At each vegetation stand (FO, PA, PP and PE) 10 host trees with erect trunks and no branching below 150 cm height and with dbh over 8 cm were randomly sampled, comprising a total of 120 host trees. Each stand was selected based on availability and accessibility, but all stands were at least 1 ha in area and at least 100 m apart. Lichens were registered on tree bark from 30 cm to 150 cm above the ground for each selected tree in each of the four vegetation types. Surveys were performed using the Rubberband Method (Marcelli 1992) and all the species that touched the rubberband were identified in the field or collected for later identification at the lab.

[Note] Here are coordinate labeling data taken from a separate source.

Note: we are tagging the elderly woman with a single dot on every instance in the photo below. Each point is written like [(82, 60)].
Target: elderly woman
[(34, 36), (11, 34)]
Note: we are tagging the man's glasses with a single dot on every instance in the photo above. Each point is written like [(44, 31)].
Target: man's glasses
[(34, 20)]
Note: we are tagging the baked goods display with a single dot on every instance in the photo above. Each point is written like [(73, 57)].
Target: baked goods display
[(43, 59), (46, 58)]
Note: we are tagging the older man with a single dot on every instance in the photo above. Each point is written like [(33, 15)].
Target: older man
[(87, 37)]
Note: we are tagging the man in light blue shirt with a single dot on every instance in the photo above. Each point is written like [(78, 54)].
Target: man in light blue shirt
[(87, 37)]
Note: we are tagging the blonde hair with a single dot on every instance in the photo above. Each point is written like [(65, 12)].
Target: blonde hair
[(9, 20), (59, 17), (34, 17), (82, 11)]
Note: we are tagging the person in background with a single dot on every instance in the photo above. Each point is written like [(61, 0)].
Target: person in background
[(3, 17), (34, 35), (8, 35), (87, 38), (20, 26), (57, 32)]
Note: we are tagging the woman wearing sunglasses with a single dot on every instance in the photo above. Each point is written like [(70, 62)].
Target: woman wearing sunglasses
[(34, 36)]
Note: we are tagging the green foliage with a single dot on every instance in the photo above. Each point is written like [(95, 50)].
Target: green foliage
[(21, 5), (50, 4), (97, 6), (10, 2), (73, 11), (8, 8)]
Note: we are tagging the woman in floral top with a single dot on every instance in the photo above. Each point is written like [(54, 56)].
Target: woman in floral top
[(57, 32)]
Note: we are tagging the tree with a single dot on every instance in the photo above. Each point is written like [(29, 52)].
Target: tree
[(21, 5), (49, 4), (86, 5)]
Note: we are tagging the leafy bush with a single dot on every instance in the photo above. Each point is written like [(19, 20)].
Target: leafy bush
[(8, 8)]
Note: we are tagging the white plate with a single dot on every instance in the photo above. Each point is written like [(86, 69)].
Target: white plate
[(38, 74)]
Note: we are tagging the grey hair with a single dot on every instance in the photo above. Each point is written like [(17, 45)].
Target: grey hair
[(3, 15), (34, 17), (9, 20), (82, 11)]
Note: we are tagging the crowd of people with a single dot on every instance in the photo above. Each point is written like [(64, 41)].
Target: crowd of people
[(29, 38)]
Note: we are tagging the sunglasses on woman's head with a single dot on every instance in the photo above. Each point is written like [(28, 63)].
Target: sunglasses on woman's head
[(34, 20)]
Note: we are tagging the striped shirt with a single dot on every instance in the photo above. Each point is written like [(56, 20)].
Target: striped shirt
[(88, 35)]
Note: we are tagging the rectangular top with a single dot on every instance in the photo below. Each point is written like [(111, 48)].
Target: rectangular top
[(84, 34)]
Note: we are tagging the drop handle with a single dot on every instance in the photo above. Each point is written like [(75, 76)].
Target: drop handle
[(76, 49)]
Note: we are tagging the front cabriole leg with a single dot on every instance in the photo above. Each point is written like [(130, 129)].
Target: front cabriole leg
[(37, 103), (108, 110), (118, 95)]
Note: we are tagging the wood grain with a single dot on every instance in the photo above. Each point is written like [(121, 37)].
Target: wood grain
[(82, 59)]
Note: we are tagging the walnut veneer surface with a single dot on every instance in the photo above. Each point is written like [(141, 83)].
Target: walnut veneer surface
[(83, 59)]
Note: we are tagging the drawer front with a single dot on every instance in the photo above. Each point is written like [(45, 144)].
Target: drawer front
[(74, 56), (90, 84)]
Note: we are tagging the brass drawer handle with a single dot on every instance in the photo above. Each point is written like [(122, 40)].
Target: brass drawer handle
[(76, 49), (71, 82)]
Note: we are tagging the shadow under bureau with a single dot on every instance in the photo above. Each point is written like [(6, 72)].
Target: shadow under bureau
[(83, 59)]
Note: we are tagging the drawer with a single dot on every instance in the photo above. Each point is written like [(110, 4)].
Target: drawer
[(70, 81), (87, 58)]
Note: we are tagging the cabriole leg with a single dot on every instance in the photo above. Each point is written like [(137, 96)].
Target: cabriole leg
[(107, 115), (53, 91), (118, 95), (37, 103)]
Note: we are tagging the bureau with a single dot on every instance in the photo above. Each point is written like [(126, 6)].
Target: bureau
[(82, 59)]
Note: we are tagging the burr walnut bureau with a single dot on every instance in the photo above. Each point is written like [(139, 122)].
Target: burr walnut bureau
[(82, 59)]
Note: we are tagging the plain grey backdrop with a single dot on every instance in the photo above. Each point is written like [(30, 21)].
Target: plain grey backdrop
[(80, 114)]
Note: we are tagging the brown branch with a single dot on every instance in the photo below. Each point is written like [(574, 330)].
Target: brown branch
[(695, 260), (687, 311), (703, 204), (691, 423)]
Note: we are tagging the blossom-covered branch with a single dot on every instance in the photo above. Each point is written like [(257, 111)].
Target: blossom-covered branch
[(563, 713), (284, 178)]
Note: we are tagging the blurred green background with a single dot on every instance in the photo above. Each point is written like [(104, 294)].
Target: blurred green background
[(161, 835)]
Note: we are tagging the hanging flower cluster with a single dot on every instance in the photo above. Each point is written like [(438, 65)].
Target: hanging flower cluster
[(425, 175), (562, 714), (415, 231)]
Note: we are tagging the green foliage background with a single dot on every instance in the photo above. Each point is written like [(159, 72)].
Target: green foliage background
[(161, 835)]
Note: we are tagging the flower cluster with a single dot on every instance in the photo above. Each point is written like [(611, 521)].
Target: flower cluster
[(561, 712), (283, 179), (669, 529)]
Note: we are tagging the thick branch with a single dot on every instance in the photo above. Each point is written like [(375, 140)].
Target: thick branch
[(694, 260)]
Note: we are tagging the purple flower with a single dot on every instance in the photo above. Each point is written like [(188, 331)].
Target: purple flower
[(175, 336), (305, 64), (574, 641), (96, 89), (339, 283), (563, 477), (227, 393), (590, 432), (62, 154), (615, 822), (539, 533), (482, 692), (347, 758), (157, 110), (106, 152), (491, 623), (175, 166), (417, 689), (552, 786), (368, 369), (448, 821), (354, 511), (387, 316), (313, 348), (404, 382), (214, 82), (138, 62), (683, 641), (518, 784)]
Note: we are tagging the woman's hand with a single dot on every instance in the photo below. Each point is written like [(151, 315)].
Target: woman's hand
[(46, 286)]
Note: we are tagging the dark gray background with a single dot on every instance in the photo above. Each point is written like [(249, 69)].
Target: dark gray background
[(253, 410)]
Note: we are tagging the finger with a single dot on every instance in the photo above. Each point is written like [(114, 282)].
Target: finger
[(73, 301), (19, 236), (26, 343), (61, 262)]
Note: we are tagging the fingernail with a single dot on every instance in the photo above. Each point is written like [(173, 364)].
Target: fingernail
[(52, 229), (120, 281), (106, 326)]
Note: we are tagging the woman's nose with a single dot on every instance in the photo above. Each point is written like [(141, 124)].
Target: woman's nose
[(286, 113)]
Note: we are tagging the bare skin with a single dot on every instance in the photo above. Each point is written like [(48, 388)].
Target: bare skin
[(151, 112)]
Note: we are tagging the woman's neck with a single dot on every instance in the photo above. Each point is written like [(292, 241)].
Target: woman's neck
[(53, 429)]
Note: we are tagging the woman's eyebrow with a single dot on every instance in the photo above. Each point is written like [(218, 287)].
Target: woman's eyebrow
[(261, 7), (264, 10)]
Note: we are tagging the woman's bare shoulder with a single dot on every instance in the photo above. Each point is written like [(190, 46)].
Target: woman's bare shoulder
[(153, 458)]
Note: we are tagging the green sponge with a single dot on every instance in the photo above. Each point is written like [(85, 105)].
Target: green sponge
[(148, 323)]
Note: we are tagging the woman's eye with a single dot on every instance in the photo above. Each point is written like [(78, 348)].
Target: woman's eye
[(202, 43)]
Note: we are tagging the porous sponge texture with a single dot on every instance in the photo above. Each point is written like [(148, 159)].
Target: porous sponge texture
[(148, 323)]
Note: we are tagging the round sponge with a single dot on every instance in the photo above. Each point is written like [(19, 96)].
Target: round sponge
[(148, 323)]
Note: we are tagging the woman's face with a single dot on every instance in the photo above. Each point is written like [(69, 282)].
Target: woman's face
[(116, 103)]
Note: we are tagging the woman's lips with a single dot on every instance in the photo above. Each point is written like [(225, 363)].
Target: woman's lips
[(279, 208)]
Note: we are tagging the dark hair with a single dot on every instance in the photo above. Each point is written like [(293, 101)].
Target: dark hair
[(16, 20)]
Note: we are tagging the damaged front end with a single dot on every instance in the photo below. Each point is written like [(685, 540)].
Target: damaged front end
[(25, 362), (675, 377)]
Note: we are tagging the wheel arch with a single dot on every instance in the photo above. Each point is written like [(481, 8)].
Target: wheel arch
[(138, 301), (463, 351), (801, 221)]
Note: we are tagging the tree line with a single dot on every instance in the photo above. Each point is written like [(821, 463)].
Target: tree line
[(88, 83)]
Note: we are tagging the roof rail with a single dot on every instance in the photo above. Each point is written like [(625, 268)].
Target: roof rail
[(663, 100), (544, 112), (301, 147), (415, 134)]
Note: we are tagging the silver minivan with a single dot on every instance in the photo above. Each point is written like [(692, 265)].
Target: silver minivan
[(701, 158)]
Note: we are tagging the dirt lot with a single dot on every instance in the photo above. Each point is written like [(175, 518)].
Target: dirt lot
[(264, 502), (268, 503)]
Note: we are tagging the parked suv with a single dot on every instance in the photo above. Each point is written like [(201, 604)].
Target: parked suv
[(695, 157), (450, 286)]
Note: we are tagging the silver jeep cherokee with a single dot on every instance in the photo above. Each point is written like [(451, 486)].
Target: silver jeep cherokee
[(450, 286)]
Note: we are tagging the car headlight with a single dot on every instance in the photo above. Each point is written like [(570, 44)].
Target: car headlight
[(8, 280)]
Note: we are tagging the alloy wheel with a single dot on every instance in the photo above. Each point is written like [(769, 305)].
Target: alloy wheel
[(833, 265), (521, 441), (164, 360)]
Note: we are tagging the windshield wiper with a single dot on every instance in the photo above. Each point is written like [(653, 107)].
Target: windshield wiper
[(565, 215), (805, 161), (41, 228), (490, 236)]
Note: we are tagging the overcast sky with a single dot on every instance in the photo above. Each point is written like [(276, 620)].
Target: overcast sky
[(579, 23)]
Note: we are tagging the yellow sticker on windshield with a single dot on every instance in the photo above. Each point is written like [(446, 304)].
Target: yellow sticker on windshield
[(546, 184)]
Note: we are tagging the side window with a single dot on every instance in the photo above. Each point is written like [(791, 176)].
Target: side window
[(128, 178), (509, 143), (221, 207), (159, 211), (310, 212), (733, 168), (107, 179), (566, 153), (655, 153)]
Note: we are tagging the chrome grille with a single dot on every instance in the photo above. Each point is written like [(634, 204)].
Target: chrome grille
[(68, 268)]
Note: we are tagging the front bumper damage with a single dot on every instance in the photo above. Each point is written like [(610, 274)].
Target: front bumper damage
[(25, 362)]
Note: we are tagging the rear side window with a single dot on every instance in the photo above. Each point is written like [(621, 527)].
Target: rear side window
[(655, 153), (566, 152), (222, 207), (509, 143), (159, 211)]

Additional samples of lichenized fungi were collected in all vegetation stands and adjacent trails, using a non-systematic sampling protocol. These samples aimed to record species that were not registered in the stands and were used as duplicates to be deposited as herbarium specimens. Some specimens were taken from the same sampled host trees, but at a point higher than 150 cm, and others were collected from twigs and branches that fell from tree crowns.

Lichen identification was carried out by observing anatomical sections of thallus and fructifications using stereoscopic and optical microscopes. The external characteristics of the lobes, such as color and thallus aspect, lobe width and length, presence of pycnidia and rhizines, cilia and aspect of apothecia were also analyzed. Coloration tests with potassium hydroxide 20% (KOH), sodium hypochlorite (CaClO2), para-phenylenediamine (P) and fluorescence under UV-light (long wave) were used to determine the presence of acid substances in the cortex and medulla, besides help from specialized literature for each taxonomic group and checking it against materials from the Prof. Dr. Alarich Schultz Herbarium (HAS) at Fundação Zoobotânica, Rio Grande do Sul state, Brazil. Identified samples were incorporated into the Prof. Dr. Alarich Schultz Herbarium (HAS) of Fundação Zoobotânica, Rio Grande do Sul state, Brazil. The collected material is catalogued under numbers 43994 to 44130 in the above mentioned Herbarium (HAS).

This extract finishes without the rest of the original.